Но акт непосредственной мулатки может претендовать, по-моему, и на гораздо более грандиозный концептуальный и, рискну даже сказать, онтологический жест. Постараюсь пояснить. Двенадцать лет назад, когда у Анжелы Викторовны, наверное, и лобок еще не закудрявился, Брайан де Пальма соорудил в Голливуде фантастический боевик «Миссия невыполнима». Критики рутинно похвалили режиссера за зрелищное и динамичное мочилово. И только самые зоркие и проницательные из них обратили внимание на то, что интригу фильма, по сути, поддерживало в постоянном тонусе техническое обеспечение героев, способных находить своих врагов в любой точке земного шара за считанные минуты.
То есть де Пальма одним из первых изобразил ситуацию тотального слежения, реальной невозможности спрятаться и исчезнуть. Он, конечно, рассказывал о непобедимых шпионах, но, если чуточку напрячь воображение, уже тогда можно было представить себе, чем гипотетически оборачивается такая совершенная система контроля для мирно, тихо и покорно живущего обывателя.

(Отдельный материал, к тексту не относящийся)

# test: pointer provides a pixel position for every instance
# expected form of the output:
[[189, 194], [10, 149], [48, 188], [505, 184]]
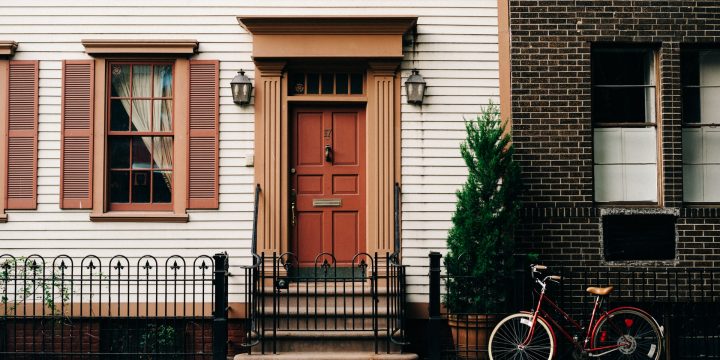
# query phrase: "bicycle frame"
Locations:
[[597, 313]]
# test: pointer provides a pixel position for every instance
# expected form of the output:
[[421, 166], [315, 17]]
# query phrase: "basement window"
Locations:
[[624, 125], [639, 237]]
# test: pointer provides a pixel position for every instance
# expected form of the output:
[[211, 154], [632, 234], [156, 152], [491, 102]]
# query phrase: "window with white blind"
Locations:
[[700, 77], [624, 125]]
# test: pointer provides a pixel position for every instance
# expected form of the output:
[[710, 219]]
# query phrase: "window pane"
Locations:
[[341, 83], [162, 81], [609, 183], [711, 179], [141, 152], [313, 85], [142, 81], [296, 84], [710, 105], [690, 68], [691, 105], [162, 152], [620, 67], [119, 189], [120, 83], [141, 187], [709, 68], [641, 182], [119, 152], [162, 186], [162, 115], [356, 81], [141, 115], [327, 83], [119, 115], [614, 105]]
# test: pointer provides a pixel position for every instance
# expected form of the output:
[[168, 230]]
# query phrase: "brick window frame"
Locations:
[[195, 117], [700, 125], [628, 134]]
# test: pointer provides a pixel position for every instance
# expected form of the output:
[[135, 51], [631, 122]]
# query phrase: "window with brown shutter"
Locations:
[[152, 151], [203, 181], [22, 120], [76, 147]]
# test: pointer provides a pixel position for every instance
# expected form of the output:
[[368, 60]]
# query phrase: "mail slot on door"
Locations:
[[327, 202]]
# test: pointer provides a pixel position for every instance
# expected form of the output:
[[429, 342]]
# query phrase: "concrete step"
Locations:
[[323, 323], [328, 356], [326, 341]]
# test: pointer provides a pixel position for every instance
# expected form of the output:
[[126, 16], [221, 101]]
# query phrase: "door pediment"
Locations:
[[278, 37]]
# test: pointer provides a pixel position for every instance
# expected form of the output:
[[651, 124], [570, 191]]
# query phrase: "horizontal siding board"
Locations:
[[456, 51]]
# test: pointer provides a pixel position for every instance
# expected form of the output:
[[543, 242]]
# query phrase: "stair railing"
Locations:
[[253, 286]]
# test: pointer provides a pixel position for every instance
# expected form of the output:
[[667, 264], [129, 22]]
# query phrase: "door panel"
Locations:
[[309, 140], [328, 168]]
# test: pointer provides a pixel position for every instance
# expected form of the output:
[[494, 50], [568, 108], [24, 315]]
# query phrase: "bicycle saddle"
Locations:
[[600, 291]]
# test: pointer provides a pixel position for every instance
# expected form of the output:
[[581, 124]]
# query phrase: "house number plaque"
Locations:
[[327, 202]]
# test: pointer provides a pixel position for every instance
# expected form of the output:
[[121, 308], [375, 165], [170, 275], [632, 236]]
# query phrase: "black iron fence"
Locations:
[[285, 301], [685, 302], [116, 308]]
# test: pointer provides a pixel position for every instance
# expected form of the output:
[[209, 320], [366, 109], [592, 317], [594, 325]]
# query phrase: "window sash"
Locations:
[[624, 170], [148, 131]]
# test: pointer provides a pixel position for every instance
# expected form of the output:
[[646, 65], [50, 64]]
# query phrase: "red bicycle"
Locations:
[[620, 333]]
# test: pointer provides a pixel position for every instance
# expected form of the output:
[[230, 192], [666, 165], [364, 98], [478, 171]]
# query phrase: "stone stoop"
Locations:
[[328, 356], [317, 321]]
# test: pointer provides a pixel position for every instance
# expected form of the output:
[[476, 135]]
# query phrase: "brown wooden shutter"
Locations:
[[204, 134], [77, 135], [22, 135]]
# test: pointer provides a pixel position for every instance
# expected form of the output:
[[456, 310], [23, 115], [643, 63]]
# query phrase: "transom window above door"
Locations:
[[140, 136], [326, 83]]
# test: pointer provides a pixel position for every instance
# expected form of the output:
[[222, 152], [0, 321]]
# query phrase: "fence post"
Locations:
[[435, 320], [220, 323]]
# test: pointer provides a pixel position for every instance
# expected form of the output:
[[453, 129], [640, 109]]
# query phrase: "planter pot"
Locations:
[[471, 333]]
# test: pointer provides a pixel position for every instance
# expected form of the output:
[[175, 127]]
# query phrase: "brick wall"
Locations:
[[550, 52]]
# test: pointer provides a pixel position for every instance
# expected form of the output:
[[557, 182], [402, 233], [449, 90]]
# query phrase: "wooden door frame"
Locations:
[[294, 108], [275, 42]]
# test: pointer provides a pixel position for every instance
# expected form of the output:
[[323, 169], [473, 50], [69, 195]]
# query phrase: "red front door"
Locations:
[[328, 183]]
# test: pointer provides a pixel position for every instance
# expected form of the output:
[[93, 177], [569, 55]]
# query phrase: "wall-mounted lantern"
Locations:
[[241, 87], [415, 88]]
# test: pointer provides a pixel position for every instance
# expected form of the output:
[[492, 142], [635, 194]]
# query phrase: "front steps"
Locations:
[[329, 356], [316, 320]]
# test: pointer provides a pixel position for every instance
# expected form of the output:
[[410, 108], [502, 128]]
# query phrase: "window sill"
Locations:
[[705, 205], [628, 204], [137, 216]]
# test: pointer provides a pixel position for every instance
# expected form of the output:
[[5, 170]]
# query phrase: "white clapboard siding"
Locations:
[[456, 52]]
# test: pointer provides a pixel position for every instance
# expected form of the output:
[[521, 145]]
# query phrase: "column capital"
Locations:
[[270, 68], [384, 68]]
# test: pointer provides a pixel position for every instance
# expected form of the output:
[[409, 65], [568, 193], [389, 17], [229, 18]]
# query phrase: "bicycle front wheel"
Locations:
[[635, 334], [508, 337]]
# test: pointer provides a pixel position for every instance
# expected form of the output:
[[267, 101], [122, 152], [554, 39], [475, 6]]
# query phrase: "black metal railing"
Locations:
[[113, 308], [364, 297], [685, 302]]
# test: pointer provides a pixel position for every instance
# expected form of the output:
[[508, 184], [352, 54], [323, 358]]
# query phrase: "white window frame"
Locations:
[[624, 152], [701, 137]]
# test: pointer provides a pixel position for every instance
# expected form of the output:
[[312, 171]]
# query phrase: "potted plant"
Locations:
[[480, 243]]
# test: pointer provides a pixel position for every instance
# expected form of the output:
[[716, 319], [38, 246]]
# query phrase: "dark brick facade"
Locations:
[[551, 92]]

Решил ты, к примеру, ругнуть своего работодателя, или, как мальчиш-плохиш, выдать главную государственную тайну (о том, что все, включая высших руководителей и прочую «элиту», давно забили на родину-мать и продадут ее за жменю баксов), или подрочить ввиду отсутствия дамы сердца, а тебя тут же взяли на заметку, накололи на бдительную булавку, как бабочку для гербария, безразмерного архива, где хранятся все обо всех сведения. И, чтобы добыть от тебя показания, в общем, уже не обязательно колотить тебя дубинками в милицейском околотке, вгонять тебе иглы под ногти или прикладывать оголенные электропровода к гениталиям. Поскольку ты давно во всем сознался, сам того не ведая. Где положено, известны твои большие тайны и маленькие секреты, твои невинные плутни и наглые авантюры, твои дешевые мечты и дорогие воспоминания.
Всего каких-то лет десять назад это казалось фантастикой. А сегодня, между прочим, неотвратимая реальность. Пора, наконец, осознать, что все мы, якобы свободные граждане, незаметно очутились под колпаком постоянного присмотра. На любом рынке можно купить базу данных обо всех зарегистрированных маленьких человечках. О своих доходах они каждый раз добровольно сообщают, пользуясь банкоматами. Их вкусы досконально изучены в супермаркетах, где они получили карточку на скидку. Их рабочий ритм четко фиксируют «вертушки» в офисах и на предприятиях. Влезть в их электронную почту, при определенных навыках, ничего не стоит. Что уже говорить о том, что в более развитых, чем Украина, странах практически каждый шаг человека фиксируют видеокамеры — в Лондоне, говорят, они установлены даже в общественных туалетах, где, как известно, неминуемо приходится спускать трусы, являя свету интимные органы.
Так что, поверьте, общественное поведение Анжелы Викторовны Черкашиной надо признать революционным. Когда сама идея что-то скрыть от постороннего всепроникающего и всевидящего ока становится абсурдной, единственным достойным ответом всем цензорам, надзирателям и вуайеристам остается только наше презрение к ним. Именно оно делает нас неуязвимыми для их посягательств. Это великолепное презрение артистично демонстрирует Анжела Викторовна. Ей все трын-трава, ей начхать и насрать на тех, кто думает, что, понатыкав повсюду камеры и цинично научившись манипулировать реакциями и даже помыслами людей, они их поработили и превратили в прозрачных управляемых амеб. Фиг вам. Вы хотели видеть Анжелу Викторовну голой, подсматривая за ней в гальюне или сауне? Смотрите. Она сама разделась. Как свободный, а не подневольный вам человек.